1. Formulate a conception of usability (based on the Issa and Isaias (2015) chapter on HCI and Usability). Use what you’ve learned about usability from that chapter—but you are not summarizing or repeating their ideas. Rather, you are setting out the idea of ‘usability’ you have put together from reading that chapter. Do NOT overly rely on quotes. And remember to use proper citation practices. If you are using text that is not your own, quote and cite it, including page numbers.
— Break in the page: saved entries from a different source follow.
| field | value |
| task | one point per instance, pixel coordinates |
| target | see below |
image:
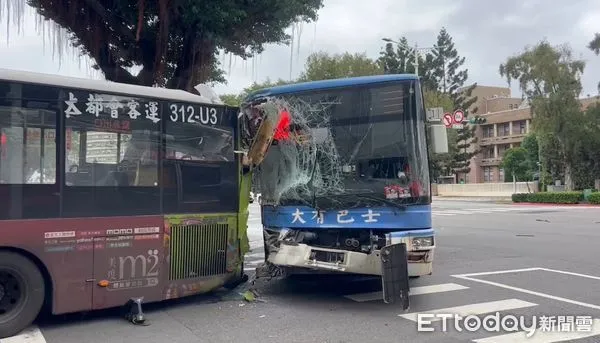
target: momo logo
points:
(136, 267)
(112, 232)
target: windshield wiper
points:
(384, 201)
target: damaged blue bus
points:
(342, 168)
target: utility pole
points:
(415, 51)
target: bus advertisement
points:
(344, 182)
(114, 193)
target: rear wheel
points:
(22, 292)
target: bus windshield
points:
(367, 145)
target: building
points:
(508, 122)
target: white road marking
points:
(542, 336)
(255, 254)
(523, 290)
(372, 296)
(473, 309)
(499, 272)
(571, 273)
(30, 335)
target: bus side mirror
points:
(439, 139)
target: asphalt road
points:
(552, 255)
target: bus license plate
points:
(327, 256)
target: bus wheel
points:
(22, 293)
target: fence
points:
(501, 189)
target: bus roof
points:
(102, 86)
(327, 84)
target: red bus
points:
(112, 192)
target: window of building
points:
(504, 129)
(502, 149)
(523, 127)
(112, 148)
(488, 152)
(488, 131)
(488, 174)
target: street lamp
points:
(415, 51)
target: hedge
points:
(551, 197)
(594, 198)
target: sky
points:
(485, 32)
HCI (Human Computing Interaction) is essentially a translation service, in that it attempts to communicate between a machine and a human the purpose of the machine. Usability is the measurement of the success of that translation. If a piece of software or website is usable, then it is described as intuitive, easy to use, simple. To be usable, a designer must examine the functionality, efficiency, effectiveness of the software and take into consideration the user’s needs, context and satisfaction. (Issa and Isaias, 2015, p. 30) While this article was written only seven years ago, it seems like the authors only consider positive usage of technology and do not consider, or consider deeply, the idea of designing around bad actors. Wiegers contends that you should design around bad actors, and to prevent users from possibly misconstruing the information conveyed – in that usability should factor in not only the positive uses of a system, but also how it can be misused. (Wiegers, 2021)
2. Then, think about what is missing from this conception, from a specifically educational perspective, and on that basis try and patch together a reasonably grounded and defensible conception of educational usability.
While usability is a key concept in designing learning – especially the examination of context, and user/student needs, it is missing two other key components. While Issa and Isaias (2015) suggest that the user factors in HCI include motivation, enjoyment and experience level (p. 28) it does not adequately address cultural factors of the user/student. While culture will contribute to levels of access and equity, these factors are often great indicators of success in an educational context. This framework is very much built on western ways of knowing and draws from behaviourist theories of development. For instance, when the designed system works, the user is rewarded (by receiving information, having the computer complete a task, etc.). There is no real opportunity to design for remediation and it appears to have a very binary approach to solving complex problems.
3. Revisit Woolgar’s (challenging but rewarding!) account of “usability gone wrong,” which demonstrates several ways a usability study ended up configuring ‘users,’ thereby undermining the usefulness of usability. Identify and discuss 2 of Woolgar’s examples.
At the crux of Woolgar’s arguments of configuring the user during usability trials it was particularly interesting how he suggested that physical location of user testing is a factor in the results of the testing. Of course, when conducting research, you try to control those variables, and it is very clear (to me) that usability testing is far less rigorous than controlled, double-blind research. However, Woolgar (1990, p. 78) recounts how recalling computer features at Brunel University was different than when in the Stratus offices. If we take this as a common occurrence across users, then how we interact with computers will be different based on physical location. So, it follows that bringing users into a testing area to gather feedback on usability will be different than if the device were provided in their usual operating environment.
A second instance of configuring the users is the selection of who is eligible to participate in user testing (Woolgar, 1990, p. 83) – in this case it is noted that often early adopters, and people who are predisposed to like the product would be ideal testers. However, it is entirely unlikely that these people would provide you a new user’s perspective, or someone who was predisposed to not like computers, or be unfamiliar with computers. In fact, the opposite would likely be the case – users who were familiar and comfortable with computers. It only follows that someone who was familiar with computers would be at least more capable of using them, having a concept of what to do with them.
4. Finally, discuss the two excerpts quoted at the top of this IP, that have been drawn from your readings for this unit, and discuss differences you see in these 2 positions on the uses of usability.
Issa and Isaias (2015) are suggesting that user testing is a feedback mechanism to further improve software and hardware and Woolgar (1990) is suggesting that user testing is a confirmation mechanism – to confirm the assumptions made in designing software and hardware. I see both of these linked to a philosophical debate as to the role of computers in human’s lives – whether humans control computers, or computers determine the actions of humans – and the truth is somewhere in the middle. It is dependent on your role with the computer. Computer programmers control what is possible and what is not within a game, or website. Human users subvert those possibilities through speedruns and other bending of the rules that humans put in place in the first place. Usability in the early days of computing would never have envisioned some of the ways people would have used computers.
Issa, T., & Isaias, P. (2015). Usability and human computer interaction (HCI) In Sustainable Design (pp. 19-35). Springer.
Woolgar, S. (1990). Configuring the user: The case of usability trials. The Sociological Review, 38(1, Suppl.), S58-S99.